Alle Welt fragt nach der anderen sommerlichen Konzertreihe, der Musica Barcensis, die reihum in den Kirchen des Burzenlandes stattfand und ein Magnet fürs Publikum war.
Die Finanzierung durch den Kreisrat wurde heuer komplett gestrichen. Die Stiftung Forum Arte als Veranstalter hat sich entschlossen, ihre Reserven einzusetzen und „leistet“ sich nun sechs Konzerte. Vom 19. Juli bis zum 25. August wird es an jedem Sonntag ein Open-Air-Konzert geben, natürlich an Orten, wo sowas möglich ist. Wir haben Honigberg/Hărman, Marienburg/Feldioara, Tartlau/Prejmer und Weidenbach/Ghimbav ins Auge gefasst, dazu zwei Konzerte in Kronstadt selbst. Heuer sind wir besonders auf Hilfe vor Ort angewiesen, bei dem Aufwand an Logistik und Technik, den diese Veranstaltungen erfordern!

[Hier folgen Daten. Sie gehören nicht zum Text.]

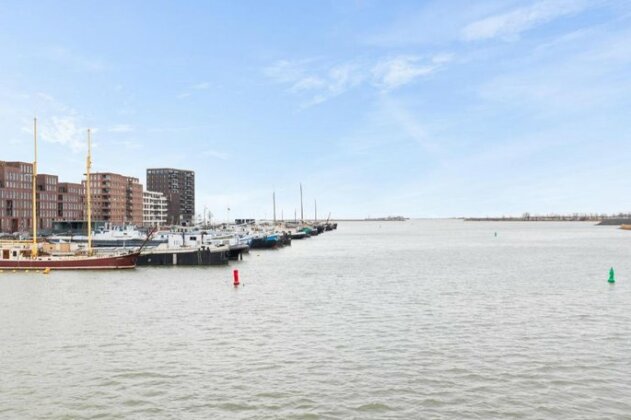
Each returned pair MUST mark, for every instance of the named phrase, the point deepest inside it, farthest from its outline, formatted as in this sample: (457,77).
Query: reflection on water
(434,319)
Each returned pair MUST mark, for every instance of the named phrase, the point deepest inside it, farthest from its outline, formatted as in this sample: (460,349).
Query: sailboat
(34,255)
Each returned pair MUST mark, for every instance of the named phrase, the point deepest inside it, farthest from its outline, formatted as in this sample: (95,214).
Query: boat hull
(72,263)
(199,257)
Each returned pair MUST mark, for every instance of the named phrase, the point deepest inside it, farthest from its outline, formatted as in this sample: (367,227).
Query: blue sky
(417,108)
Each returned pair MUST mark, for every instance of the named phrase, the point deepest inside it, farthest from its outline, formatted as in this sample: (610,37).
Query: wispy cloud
(319,81)
(74,60)
(215,154)
(201,86)
(323,82)
(395,72)
(512,23)
(121,128)
(194,88)
(64,130)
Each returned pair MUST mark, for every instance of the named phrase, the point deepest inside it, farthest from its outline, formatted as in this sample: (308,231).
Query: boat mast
(88,195)
(274,200)
(34,247)
(302,216)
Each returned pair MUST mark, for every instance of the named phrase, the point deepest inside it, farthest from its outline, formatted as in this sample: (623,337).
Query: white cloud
(395,72)
(215,154)
(74,60)
(322,82)
(201,86)
(121,128)
(66,131)
(519,20)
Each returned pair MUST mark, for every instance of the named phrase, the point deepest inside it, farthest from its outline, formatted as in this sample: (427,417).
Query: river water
(417,319)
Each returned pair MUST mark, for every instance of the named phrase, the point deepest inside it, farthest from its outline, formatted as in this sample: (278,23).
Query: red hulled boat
(19,258)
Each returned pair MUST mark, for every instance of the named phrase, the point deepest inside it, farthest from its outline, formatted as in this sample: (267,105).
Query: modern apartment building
(116,199)
(155,209)
(178,186)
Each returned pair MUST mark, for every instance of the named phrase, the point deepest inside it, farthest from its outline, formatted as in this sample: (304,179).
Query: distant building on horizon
(155,209)
(178,186)
(116,199)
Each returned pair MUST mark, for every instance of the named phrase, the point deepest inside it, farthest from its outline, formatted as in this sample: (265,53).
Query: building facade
(46,188)
(70,202)
(116,199)
(155,209)
(178,186)
(16,196)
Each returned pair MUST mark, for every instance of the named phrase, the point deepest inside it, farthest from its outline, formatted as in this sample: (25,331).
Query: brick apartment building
(55,201)
(116,199)
(16,196)
(47,201)
(70,201)
(178,186)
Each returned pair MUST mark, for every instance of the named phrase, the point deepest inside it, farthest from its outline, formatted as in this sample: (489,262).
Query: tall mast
(302,216)
(34,247)
(88,165)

Wie geht es dem Interpreten Steffen Schlandt in Corona-Zeiten?
Es bleibt, nach so viel Energieverbrauch für Technik und Online-Arbeit, eine große Sehnsucht nach mehr Musik. Es ist keine gute Zeit für mich als Musiker.
Sehr schmerzhaft vermisse ich die Arbeit mit den Chören. Es ist auch kaum möglich, mit Kollegen zu musizieren. Dennoch: Als ich wieder in die Kirche und an „meine“ Orgeln durfte, war es wunderbar! Die Instrumente, sie wachsen mit mir mit. Wir haben die Pandemie-Pause auch dazu genutzt, sie gründlich zu überholen. Wäre da nur mehr Zeit und Ruhe fürs eigene Musizieren!

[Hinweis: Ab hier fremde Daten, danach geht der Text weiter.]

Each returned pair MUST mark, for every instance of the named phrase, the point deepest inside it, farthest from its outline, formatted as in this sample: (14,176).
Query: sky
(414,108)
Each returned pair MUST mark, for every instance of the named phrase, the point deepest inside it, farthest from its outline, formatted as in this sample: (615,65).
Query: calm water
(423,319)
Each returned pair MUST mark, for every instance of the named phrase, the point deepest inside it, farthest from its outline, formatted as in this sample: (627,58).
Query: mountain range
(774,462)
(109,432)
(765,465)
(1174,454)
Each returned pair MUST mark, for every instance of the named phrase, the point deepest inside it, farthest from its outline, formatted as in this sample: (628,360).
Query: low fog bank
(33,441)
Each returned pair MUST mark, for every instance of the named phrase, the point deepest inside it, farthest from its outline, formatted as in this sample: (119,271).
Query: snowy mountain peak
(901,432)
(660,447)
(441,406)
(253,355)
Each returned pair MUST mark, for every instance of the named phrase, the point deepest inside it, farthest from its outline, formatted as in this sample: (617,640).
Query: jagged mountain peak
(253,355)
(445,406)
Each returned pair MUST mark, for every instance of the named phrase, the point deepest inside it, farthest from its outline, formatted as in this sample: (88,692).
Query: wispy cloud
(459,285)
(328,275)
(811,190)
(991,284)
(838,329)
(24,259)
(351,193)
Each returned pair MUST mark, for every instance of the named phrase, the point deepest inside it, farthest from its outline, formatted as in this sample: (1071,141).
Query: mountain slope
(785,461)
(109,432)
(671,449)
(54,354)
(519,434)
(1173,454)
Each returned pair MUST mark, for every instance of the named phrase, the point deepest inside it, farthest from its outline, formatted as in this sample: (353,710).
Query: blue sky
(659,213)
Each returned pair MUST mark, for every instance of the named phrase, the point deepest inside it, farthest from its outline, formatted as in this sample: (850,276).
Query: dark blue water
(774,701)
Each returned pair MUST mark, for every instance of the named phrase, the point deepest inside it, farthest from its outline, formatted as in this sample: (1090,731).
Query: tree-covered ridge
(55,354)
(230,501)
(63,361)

Wie erging es dem Dozenten an der Musikfakultät in dieser Zeit?
Das Gute daran war, dass man theoretische Kenntnisse online viel effizienter transportieren kann, wenn es auch viel Vorbereitung erfordert. Die Studierenden waren gezwungen, dabei zu sein, denn das hochschuleigene Netz hat die Präsenz registriert (lacht). Aber was das direkte Spielen angeht, da gab und gibt es nur Nachteile! Einfach schlimm!

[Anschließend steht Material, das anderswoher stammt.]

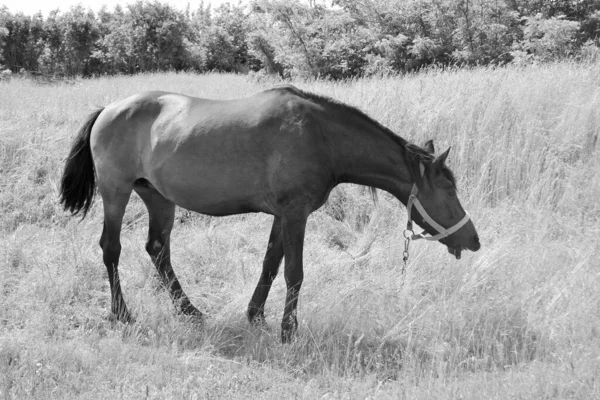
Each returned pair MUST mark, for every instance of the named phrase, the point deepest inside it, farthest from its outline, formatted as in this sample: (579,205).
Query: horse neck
(364,154)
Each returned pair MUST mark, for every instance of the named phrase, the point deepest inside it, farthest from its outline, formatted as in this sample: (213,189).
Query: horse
(280,151)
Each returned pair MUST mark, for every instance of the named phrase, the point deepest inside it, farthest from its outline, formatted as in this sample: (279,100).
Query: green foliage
(338,40)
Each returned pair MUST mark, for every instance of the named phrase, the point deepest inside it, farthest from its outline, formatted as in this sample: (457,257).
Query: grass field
(518,319)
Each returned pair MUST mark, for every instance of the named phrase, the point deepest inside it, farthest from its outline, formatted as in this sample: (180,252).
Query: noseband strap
(442,232)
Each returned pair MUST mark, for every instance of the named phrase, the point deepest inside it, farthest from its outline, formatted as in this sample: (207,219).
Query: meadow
(520,319)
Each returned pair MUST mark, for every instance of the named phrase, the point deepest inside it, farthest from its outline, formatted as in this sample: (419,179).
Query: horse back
(217,157)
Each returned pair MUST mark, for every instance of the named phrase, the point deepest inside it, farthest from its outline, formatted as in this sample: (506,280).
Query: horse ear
(429,147)
(441,160)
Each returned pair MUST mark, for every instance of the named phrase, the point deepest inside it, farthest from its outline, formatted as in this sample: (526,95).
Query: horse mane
(414,154)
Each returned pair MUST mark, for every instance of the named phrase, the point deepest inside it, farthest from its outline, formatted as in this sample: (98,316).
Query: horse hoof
(287,336)
(192,311)
(124,318)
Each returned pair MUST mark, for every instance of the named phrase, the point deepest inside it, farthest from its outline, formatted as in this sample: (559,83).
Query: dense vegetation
(519,319)
(336,39)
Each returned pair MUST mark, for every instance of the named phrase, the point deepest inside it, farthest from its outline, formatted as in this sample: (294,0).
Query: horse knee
(154,247)
(111,252)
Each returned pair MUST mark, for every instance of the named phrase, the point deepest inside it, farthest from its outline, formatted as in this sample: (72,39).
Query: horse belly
(214,189)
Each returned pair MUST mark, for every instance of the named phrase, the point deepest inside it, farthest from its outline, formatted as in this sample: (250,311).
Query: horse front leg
(293,242)
(271,263)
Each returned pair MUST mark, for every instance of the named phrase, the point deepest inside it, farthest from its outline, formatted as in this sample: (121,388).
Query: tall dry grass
(518,319)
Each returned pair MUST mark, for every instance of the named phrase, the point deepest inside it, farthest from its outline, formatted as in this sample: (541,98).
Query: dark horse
(280,151)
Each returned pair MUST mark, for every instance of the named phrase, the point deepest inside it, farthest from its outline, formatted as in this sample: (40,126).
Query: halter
(409,234)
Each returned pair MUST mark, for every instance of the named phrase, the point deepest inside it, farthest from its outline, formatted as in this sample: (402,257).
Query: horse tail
(78,183)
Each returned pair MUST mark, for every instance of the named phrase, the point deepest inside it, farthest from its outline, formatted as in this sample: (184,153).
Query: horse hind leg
(114,202)
(162,215)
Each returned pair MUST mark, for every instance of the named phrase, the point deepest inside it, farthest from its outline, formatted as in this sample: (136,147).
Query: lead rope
(409,234)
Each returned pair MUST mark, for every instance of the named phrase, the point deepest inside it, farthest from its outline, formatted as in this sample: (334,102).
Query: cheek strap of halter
(442,232)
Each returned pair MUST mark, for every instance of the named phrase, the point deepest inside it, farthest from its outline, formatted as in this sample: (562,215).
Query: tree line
(336,39)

Es kann also losgehen mit den Organ Nights 2020?
Ja. Uns fehlt noch ein winziges, zwei cm kurzes Verbindungsstück für die perfekte Übertragung. Eben hat ein Kurier uns ein anderes wichtiges Teil geliefert. Und es bleibt die bange Frage nach dem Wetter…

Herzlichen Dank für das Gespräch und viel Erfolg!

Nachtrag

Das Wetter meinte es nicht gut am Samstag, dem 4. Juli. Es regnete in Strömen und alle 150 vorbereiteten Sitzgelegenheiten mussten aus dem Kirchhof wieder entfernt, die Volontäre nach Hause geschickt werden.
Das erste Konzert fand nur online statt, weckte aber Interesse, wie man an den zahlreichen Aufrufen merkte. Bleibt zu hoffen, dass es an den folgenden Samstag-Abenden nicht regnen wird und das Publikum ab 20.20 Uhr live im Kirchhof dabei sein kann.